"True happiness and contentment with life are open to all manner of creature, great and small, who is prepared to climb the heights of greatest expectation and assured uncertainty.
If one aspires to the highest of places, it is no disgrace if you do not reach the top. Set your sights high and live in expectation of wonderful things to happen, for in our aspirations rest all possibilities. Far better to set a goal and to fall short than set no goal at all! Far better to have loved and lost than never have loved at all! Far better to walk and never reach journey's end than to resign oneself to the rocking chair of old age and regretful recall. Far, far better to struggle to live than to die in comfortable surroundings."
So enjoy life to the full and learn to laugh at life in all its excesses. Even a poor church mouse becomes enriched once they learn to laugh at life in the face of adversity and triumph!
During my life to press, all manner of action has amused and entertained me as I have gone about my daily tasks. One of the troubles with some people today is their tendency to become over-serious about essentially small things in life. They remain entrenched in their 'drama queen' role from cradle to grave, refusing to lighten up at every opportunity presented to them.
When I was a Probation Officer, one two-month experience during my probationary year of training was spent working in H. M. Prison Wakefield; a category one prison that houses Lifers. During that time, I witnessed inordinate amounts of time of their day spent by many prisoners creating and planning mischief against the Prison Officers and other inmates; all in search of obtaining 'a laugh' at someone else's expense. One prisoner told me when asked, that serving a life sentence behind bars was so demoralising and destructive to his sense of well-being that if he couldn't have a laugh during his day, he would never get through the boredom of it.
What a change in the times that fifty years brings! Today, prisons are some of the most dangerous degrading and unruly places in the world to work and too few Prison Officers are expected to manage the prison population that exceeds their numbers 30-01; working in an environment where excess drug taking and violence is a constant occurrence by prisoner upon prisoner and prisoner upon Prison Officer and vice versa I am sad to say.

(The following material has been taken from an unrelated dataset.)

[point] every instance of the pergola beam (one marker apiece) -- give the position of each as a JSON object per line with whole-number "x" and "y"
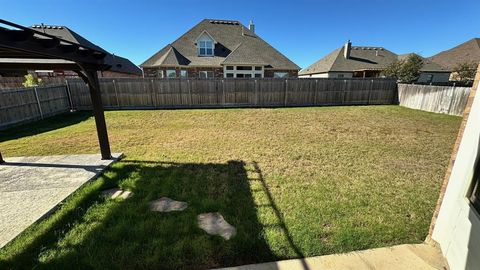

When I was twenty-seven years old and still hadn't settled down fully, I foolishly got myself entangled in what could be described as a potential 'road rage' incident. One day, I was travelling along the road in my car minding my own business when another motorist in a hurry 'cut me up' (overtook me on the inside at great speed). I was enraged and without giving the potential consequences any thought, I raced after him. I didn't know at the time what I intended to do when I caught up with him, as I was fuming, but whatever it was, I didn't intend to shake his hand and invite him back to mine for tea and biscuits! My chance came as I advanced on him and saw the traffic lights ahead change to red. He was obliged to stop and when I pulled up and opened the car to give him 'what for', at the precise same moment, he jumped out of his car, presumably with the similar intent to that I had. For a few seconds, we each set off running the twenty feet distance between us shouting abuse at each other with threatening gestures of a waving fist. Then, when we both noticed each other running towards each other and the traffic lights changed back to green, a number of other impatient motorists started pipping their horns at the two of us. We automatically found ourselves angrily remonstrating with the other impatient motorists who were simply wanting to get on their way and started to turn our anger away from each other and towards them. At that precise moment, he looked at me, I looked at him and seeing the funny side of the entire incident we both finished up laughing instead of in the hospital. We calmly returned to our respective cars, giving a Harvey Smith and Winston Churchill V-sign of 'up yours' to the other honking with annoyance queuing motorists we passed as we resumed our rightful place back in the driver's seat.
This was a perfect example where breaking into an automatic smile followed by a burst of laughter simultaneously by two very angry people defused a potentially volatile and explosive situation.
I also recall when I had two six-month periods of weekly attendance at The Airedale Hospital in Keighley a few years ago for chemotherapy and blood transfusions that lasted four and five hours minimum, I would be one of a few dozen chemo patients sitting in chairs in a large lounge receiving our treatment. For the vast majority of the patients who had terminal conditions, the chemo treatment was self-enhancing and not life-saving. I have never seen such positive responses emanate from a room of living corpses waiting to happen. Yet, had one passed that lounge without knowing the reason for the patient's presence that day, one would have heard laughter and jokey banter as they walked by. A common response from room members would be ''If they didn't laugh, they'd have to cry' They didn't laugh because they were happy; they were happy because they laughed!
It just goes to show that at the height of laughter, the universe is flung into a kaleidoscope of new possibilities. So whatever by your present circumstances, whatever dizzy heights you may climb to, take a leaf out of my late dear friend's book, the author Stan Barstow, who once told me whilst we dined together, 'The trouble with life, Bill, is that folk take themselves too dam seriously'."